Increased levels of biochemical markers of bone turnover in relation to persistent immune activation in common variable immunodeficiency

Background Based on the involvement of cytokines and growth factors in bone homeostasis, we hypothesised that patients with common variable immunodeficiency (CVI), characterised by persistent immune activation in vivo , may have disturbed bone metabolism as evaluated by biochemical markers of bone turnover. Materials and methods Serum levels of tumour necrosis factor α (TNFα), interleukin‐6 (IL‐6), bone‐specific alkaline phosphatase (B‐ALP), osteocalcin, carboxyterminal crosslinking telopeptide of type I collagen (CTX‐I), insulin‐like growth factor (IGF)‐I and IGF binding protein‐3 (IGFBP‐3) were measured in 25 patients with CVI and compared to 25 age‐ and sex‐matched healthy controls. Results Patients with CVI had significantly higher serum levels of CTX‐I and B‐ALP, and significantly lower serum levels of IGF‐I and IGFBP‐3 compared to controls as shown in cross‐sectional, and as for B‐ALP and CTX‐I, also during longitudinal testing.

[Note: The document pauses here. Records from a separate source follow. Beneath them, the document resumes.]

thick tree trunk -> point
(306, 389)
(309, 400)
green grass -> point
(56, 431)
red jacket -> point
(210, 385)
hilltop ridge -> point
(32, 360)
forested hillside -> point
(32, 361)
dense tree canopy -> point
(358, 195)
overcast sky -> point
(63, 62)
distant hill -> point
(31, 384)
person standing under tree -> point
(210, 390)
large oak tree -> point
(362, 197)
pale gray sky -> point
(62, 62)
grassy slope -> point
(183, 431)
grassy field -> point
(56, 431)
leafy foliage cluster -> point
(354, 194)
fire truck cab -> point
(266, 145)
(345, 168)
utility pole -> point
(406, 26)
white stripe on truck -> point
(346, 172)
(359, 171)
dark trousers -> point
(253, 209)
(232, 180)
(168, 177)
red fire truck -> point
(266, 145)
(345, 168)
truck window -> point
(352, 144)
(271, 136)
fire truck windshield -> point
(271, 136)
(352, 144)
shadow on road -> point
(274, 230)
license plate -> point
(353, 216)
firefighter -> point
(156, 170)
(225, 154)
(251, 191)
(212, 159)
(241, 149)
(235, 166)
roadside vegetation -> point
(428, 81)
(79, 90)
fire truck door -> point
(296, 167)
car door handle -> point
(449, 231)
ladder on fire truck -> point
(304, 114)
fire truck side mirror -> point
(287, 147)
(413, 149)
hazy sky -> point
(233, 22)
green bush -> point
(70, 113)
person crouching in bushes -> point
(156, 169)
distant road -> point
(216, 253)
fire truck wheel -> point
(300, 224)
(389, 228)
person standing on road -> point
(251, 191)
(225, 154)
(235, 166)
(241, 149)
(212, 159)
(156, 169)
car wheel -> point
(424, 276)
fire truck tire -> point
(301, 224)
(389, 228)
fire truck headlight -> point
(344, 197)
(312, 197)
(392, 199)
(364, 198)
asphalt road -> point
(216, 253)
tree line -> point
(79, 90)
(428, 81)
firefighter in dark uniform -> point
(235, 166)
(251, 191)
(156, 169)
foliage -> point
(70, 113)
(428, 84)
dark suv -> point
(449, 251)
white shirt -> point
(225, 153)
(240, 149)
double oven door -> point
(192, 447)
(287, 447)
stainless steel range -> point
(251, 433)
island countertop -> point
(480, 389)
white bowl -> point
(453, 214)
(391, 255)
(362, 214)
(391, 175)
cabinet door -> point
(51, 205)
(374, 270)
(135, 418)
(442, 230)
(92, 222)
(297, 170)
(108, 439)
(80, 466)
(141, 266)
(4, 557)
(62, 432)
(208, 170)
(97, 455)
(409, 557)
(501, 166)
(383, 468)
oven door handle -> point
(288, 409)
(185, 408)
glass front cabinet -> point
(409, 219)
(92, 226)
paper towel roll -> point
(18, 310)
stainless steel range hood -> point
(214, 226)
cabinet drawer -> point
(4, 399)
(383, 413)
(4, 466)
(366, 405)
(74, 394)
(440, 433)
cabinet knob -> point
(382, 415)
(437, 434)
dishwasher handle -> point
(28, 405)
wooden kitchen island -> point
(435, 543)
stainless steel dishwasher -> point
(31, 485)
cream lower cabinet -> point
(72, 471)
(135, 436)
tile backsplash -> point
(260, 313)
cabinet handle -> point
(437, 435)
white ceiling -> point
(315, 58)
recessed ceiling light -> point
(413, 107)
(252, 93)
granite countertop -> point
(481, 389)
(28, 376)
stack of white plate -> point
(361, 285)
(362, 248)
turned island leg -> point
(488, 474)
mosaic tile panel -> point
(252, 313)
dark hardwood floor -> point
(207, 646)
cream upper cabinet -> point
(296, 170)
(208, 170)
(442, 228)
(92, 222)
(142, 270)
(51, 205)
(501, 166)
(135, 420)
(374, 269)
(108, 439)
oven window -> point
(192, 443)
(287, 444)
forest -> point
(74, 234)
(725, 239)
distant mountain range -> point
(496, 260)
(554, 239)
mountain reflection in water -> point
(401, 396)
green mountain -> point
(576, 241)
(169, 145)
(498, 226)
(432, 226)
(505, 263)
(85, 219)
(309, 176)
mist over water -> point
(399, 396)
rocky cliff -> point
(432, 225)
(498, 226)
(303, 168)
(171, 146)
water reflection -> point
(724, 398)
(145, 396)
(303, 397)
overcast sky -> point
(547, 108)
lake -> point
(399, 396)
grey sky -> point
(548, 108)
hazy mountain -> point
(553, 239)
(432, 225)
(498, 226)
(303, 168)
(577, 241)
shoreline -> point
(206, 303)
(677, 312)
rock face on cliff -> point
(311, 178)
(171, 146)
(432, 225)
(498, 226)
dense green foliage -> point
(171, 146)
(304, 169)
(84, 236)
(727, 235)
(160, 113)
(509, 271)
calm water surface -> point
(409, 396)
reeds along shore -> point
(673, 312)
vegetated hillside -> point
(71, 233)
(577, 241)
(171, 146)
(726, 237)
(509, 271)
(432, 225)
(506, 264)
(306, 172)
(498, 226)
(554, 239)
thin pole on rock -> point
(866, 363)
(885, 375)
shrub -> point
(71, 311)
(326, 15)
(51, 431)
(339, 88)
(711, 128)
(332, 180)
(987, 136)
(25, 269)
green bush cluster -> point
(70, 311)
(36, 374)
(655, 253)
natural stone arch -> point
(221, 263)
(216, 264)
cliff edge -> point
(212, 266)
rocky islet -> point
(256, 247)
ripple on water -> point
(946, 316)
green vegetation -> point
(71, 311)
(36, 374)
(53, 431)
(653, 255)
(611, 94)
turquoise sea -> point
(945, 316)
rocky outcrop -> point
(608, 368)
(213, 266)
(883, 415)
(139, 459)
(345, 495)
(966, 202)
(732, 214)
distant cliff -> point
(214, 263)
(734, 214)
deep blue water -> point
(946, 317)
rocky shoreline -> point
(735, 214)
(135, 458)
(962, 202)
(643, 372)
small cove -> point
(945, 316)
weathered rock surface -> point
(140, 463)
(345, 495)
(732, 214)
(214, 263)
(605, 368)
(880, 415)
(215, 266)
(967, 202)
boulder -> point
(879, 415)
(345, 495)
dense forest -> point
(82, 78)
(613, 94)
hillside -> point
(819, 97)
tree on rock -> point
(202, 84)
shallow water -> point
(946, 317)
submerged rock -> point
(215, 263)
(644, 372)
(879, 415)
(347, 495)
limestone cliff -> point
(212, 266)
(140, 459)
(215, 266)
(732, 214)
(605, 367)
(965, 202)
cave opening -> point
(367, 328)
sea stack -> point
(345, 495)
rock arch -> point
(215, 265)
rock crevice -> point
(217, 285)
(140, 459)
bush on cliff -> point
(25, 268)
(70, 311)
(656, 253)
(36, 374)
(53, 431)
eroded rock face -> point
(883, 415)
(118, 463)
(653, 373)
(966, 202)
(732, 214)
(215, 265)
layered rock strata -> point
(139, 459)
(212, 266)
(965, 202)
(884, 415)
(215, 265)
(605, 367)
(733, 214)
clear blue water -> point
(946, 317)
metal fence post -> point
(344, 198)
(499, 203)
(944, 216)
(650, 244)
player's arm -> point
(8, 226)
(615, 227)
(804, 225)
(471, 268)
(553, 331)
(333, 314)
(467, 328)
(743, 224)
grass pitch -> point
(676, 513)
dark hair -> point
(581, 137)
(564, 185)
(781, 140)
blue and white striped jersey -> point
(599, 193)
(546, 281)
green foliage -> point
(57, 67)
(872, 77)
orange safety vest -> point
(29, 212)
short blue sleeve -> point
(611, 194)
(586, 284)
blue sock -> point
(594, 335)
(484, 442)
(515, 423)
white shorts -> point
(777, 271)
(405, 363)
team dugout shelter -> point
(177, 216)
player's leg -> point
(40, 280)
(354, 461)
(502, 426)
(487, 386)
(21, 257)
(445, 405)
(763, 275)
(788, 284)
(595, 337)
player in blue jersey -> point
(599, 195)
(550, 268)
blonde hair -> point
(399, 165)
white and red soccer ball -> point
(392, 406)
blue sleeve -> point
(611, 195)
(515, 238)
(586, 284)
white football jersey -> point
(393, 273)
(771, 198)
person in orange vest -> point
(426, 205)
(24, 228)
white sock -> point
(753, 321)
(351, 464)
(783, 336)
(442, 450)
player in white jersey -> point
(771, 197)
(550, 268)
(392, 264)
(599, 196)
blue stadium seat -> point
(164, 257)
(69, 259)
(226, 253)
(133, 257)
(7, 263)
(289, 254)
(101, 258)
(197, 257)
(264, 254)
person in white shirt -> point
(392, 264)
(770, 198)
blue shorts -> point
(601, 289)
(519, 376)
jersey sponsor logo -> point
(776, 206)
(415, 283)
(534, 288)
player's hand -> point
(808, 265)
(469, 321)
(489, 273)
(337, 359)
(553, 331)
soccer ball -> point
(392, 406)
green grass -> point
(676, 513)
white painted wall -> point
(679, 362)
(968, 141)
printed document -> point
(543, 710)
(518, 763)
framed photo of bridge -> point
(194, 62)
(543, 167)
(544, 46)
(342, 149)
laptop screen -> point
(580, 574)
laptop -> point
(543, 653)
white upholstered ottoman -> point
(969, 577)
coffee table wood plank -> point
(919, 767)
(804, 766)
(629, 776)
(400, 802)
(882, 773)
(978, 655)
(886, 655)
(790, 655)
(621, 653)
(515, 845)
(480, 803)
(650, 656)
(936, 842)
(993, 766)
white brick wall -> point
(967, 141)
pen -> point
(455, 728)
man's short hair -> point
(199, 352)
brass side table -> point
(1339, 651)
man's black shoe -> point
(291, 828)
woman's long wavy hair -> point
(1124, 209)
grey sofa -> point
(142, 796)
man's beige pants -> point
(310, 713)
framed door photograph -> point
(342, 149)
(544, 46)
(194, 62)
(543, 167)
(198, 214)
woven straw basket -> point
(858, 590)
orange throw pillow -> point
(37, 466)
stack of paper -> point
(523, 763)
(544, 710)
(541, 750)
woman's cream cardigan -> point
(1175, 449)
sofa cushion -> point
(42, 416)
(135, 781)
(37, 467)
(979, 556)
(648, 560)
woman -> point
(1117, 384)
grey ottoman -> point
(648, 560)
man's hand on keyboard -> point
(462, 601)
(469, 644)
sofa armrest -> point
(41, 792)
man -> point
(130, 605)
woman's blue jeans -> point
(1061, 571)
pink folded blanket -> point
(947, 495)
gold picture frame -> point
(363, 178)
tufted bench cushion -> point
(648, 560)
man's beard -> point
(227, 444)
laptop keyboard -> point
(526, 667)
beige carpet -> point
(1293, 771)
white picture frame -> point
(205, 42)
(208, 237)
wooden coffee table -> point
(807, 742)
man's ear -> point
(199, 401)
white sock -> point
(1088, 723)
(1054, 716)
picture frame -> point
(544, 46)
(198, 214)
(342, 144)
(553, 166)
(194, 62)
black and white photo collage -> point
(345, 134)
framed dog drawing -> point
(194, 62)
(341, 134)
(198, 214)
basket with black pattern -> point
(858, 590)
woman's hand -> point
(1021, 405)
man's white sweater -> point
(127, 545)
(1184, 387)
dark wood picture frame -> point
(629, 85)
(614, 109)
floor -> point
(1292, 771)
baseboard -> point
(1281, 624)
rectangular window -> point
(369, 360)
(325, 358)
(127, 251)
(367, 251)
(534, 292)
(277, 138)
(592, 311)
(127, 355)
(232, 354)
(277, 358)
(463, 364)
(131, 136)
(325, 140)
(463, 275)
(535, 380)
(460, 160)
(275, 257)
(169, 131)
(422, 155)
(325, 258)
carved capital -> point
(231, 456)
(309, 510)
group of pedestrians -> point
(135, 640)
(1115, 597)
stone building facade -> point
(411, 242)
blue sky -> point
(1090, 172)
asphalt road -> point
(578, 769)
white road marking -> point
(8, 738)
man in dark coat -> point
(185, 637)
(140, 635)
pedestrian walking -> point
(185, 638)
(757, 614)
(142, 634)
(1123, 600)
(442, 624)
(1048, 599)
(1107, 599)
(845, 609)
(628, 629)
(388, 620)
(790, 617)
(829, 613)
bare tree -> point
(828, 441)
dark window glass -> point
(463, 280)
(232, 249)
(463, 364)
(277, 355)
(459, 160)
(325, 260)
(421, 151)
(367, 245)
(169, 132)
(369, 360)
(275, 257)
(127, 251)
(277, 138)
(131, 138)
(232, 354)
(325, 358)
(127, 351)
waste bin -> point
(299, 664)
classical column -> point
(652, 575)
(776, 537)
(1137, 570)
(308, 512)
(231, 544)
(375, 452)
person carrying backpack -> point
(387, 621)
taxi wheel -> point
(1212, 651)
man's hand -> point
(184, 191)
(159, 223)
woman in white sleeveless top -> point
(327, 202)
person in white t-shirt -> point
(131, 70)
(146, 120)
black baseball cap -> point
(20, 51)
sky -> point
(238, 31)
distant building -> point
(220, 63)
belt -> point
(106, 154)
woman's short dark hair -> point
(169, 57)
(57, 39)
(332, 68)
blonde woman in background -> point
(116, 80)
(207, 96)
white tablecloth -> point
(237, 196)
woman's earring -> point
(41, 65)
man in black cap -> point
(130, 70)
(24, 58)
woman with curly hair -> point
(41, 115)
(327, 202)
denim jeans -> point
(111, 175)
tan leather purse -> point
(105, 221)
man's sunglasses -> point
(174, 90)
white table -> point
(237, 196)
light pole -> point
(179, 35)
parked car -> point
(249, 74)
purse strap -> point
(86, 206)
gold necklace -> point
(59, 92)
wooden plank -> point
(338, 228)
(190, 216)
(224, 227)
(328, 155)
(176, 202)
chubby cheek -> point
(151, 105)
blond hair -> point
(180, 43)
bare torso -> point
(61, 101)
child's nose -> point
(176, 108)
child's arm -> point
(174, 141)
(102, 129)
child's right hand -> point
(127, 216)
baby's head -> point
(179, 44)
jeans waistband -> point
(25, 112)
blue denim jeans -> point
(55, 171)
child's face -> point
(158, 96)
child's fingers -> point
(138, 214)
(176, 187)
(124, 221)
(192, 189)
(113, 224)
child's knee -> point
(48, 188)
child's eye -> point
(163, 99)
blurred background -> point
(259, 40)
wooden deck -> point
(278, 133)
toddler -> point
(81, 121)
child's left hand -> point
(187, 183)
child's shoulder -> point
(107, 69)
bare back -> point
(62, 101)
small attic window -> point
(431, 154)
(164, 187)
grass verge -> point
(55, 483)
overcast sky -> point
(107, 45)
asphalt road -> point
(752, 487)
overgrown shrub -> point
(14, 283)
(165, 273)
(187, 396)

No differences were observed for osteocalcin between the two groups. The elevated B‐ALP and decreased IGF‐I and IGFBP‐3 levels were most pronounced in a subgroup of CVI patients characterised by persistent activation of proinflammatory cytokines in vivo . Raised B‐ALP and decreased IGF‐I and IGFBP‐3 were also significantly correlated with enhanced IL‐6 and TNF‐α levels in these patients. Conclusions The present study suggests that persistent immune activation in vivo , with raised levels of proinflammatory cytokines, may be related to disturbed bone homeostasis in CVI patients, further supporting an interaction between immune related mediators and bone metabolism in humans.